You’ve waited so long for this day–your son or daughter is proudly off at college! In many ways, it is culture shock when a child leaves home for college and parents left behind may react in a variety of ways. If a parent is elated, they may immediately be measuring to turn the now vacant room into that hobby room they have always wanted. If a parent feels lonely and depressed, he or she may tend to sit home more often and wonder what to do with themselves. The goal for getting through this life change is to reach a happy balance.
Keep in touch..
Missing a loved one is okay—especially when you know that they are off bettering their lives. The key is to keep in touch with your student so that you don’t end up missing them too much. Now may be the time to learn instant messaging on the computer, or texting on a cell phone. Staying in contact with your student is very important, as is setting ground rules for how often you are going to communicate – maybe a phone call every Sunday evening when the family is together for dinner and a text or email once or twice during the week. Being able to communicate in a variety of methods gives you more freedom and will likely result in more effective communication with your student.

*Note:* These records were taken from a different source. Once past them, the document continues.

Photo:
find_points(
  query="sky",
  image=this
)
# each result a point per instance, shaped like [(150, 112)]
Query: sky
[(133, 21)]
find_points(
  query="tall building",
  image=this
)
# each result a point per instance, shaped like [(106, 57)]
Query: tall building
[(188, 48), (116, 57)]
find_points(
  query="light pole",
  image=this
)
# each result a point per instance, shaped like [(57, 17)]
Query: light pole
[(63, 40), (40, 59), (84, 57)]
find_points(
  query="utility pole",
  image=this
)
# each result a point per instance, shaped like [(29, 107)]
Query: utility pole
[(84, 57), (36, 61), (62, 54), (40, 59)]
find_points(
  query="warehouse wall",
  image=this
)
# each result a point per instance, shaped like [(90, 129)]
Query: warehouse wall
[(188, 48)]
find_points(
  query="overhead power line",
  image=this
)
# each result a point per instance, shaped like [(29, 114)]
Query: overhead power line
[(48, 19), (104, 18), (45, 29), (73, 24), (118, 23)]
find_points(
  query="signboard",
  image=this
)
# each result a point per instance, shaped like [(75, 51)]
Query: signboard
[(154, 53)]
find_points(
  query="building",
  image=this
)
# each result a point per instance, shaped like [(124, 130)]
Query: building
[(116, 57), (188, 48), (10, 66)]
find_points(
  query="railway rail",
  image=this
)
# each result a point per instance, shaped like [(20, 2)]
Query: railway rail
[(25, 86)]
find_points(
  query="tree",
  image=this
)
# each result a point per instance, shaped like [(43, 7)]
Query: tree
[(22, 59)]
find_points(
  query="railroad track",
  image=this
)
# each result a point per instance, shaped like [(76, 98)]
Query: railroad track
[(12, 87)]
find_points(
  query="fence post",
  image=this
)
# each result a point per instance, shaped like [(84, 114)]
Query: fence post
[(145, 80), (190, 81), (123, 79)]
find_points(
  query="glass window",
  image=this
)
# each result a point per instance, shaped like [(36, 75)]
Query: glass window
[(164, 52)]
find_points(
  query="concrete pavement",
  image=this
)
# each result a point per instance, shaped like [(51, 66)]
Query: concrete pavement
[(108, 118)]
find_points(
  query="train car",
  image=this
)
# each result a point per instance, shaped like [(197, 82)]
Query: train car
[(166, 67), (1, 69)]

Try to look for small, inexpensive, yet meaningful things to send the student in an occasional “care” package. Their favorite chocolate bar, a gift card to a local area restaurant or coffee shop is a nice way to show that you are thinking of them and want them to be comfortable in their new surroundings.
A Life Outside of Family
You’ve spent many years of your life raising your child and now, all that hard work has paid off. You deserve some time for yourself, so do something that you have always put off doing. Keeping busy will keep your mind focused and occupied so that you won’t have as much time to spend worrying about your student. If you don’t already have a job, this may be the perfect time to find one, even if it is just part time. You will not only earn some extra money, but may make new friends or learn a new skill.
If working is not for you, but you are still interested in learning, why not take a course or attend a class at a local community college? Look around your community and see what opportunities are right around the corner. Be careful not to overdo it though – sometimes a parent may have a tendency to do too many things. Some parents may go out every night or be so involved in activities that the rest of their family barely sees them because it’s too lonely for them to be at home. Catch yourself if you feel you are starting to overdo it, and change your thinking paths.
Sending a child off to college is as much an adjustment for the parents as it is for the students. Look at this time of life as an opportunity to grow in more ways. You will always be a parent, regardless of how old your student is, so give yourself a pat on the back for a job well done, and take the time now to better yourself and your environment.